Last of the Delis Still Going Strong in Brooklyn
There was a time in New York City when there were over 1,500 kosher delis serving their pastrami-loving customers. Those days are long gone. Since the deli heydays of the 1930s, the number of kosher delis has dwindled to a mere couple of dozen today.
One such deli that has defied the odds and the trends is Gottlieb’s Restaurant in Williamsburg. Perhaps part of its success is due to its adherence to an even more strict set of kosher laws known collectively as “Glatt kosher.”
Gottlieb’s opened in 1962 by a Holocaust survivor from Hungary. Its attention to the strict requirements of Glatt kosher food, including having constant supervision by what is called a “mashgiach,” has contributed to the restaurant becoming a dependable and beloved fixture in the neighborhood, part of the insulated Orthodox community of Williamsburg.

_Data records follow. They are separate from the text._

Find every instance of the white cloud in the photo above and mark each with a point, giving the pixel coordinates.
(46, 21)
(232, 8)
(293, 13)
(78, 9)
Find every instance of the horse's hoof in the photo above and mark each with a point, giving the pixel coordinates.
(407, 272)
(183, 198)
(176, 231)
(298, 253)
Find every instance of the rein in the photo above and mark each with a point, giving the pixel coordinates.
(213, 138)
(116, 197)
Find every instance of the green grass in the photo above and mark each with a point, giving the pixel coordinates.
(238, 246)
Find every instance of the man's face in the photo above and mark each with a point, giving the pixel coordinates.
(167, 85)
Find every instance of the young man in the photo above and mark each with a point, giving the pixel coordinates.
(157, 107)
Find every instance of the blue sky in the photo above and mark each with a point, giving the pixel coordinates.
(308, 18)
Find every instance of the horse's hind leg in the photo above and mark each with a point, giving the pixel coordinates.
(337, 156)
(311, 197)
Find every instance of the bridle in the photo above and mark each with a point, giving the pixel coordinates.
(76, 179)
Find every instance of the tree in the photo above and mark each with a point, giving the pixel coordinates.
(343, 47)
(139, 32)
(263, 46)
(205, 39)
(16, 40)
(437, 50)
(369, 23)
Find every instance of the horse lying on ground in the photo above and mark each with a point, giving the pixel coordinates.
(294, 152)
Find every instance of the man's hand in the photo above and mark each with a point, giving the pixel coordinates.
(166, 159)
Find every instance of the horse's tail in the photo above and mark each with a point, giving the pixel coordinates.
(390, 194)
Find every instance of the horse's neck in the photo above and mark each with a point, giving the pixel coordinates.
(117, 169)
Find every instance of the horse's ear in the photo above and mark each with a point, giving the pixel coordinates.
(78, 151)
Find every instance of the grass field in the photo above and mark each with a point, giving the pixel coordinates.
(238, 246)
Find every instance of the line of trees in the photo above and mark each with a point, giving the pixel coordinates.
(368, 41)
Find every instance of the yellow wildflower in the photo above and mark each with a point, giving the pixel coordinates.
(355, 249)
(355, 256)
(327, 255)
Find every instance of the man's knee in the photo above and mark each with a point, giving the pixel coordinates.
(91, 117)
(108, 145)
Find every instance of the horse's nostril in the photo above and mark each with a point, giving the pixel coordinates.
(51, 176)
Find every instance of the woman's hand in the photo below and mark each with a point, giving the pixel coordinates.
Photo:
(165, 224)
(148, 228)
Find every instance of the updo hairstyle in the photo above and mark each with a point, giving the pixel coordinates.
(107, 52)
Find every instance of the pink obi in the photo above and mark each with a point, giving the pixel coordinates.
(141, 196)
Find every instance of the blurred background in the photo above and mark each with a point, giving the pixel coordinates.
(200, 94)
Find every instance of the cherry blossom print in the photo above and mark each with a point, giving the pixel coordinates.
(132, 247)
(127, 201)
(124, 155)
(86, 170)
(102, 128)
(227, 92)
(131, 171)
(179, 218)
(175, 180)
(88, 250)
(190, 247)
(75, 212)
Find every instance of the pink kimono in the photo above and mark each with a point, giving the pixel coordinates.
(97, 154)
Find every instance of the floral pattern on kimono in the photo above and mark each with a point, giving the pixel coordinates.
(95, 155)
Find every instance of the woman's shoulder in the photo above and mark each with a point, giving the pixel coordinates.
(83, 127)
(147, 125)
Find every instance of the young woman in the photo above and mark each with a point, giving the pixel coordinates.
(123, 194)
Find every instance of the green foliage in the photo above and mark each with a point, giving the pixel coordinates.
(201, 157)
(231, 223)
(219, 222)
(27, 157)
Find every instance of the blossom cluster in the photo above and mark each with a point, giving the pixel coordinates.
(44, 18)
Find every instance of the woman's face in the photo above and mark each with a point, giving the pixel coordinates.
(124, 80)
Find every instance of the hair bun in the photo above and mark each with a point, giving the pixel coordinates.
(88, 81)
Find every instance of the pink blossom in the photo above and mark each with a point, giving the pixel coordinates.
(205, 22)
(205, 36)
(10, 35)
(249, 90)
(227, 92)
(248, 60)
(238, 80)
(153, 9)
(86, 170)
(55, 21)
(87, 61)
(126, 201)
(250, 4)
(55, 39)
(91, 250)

The restaurant resembles closely the way it looked when it first opened almost 60 years ago. The establishment can accommodate 50 diners, who seem quite satisfied with the offerings that have been on the menu since the beginning.
“We have microwaves now,” said Menashe Gottlieb, a grandson of the founder Zoltan Gottlieb. Even though he added that they don’t ever use them.
There menu is filled with the food of Eastern Europe, such as kugels, goulash, stuffed cabbage and one of the most popular items on the menu—matzo ball soup. There are some Hungarian specialties too, like cherry soup, and deli offerings such as humongous stuffed pastrami knishes.
Take you tummy down to Hasidic Williamsburg for an authentic gastronomic trip back in time to the days when the neighborhood was strictly Glatt kosher.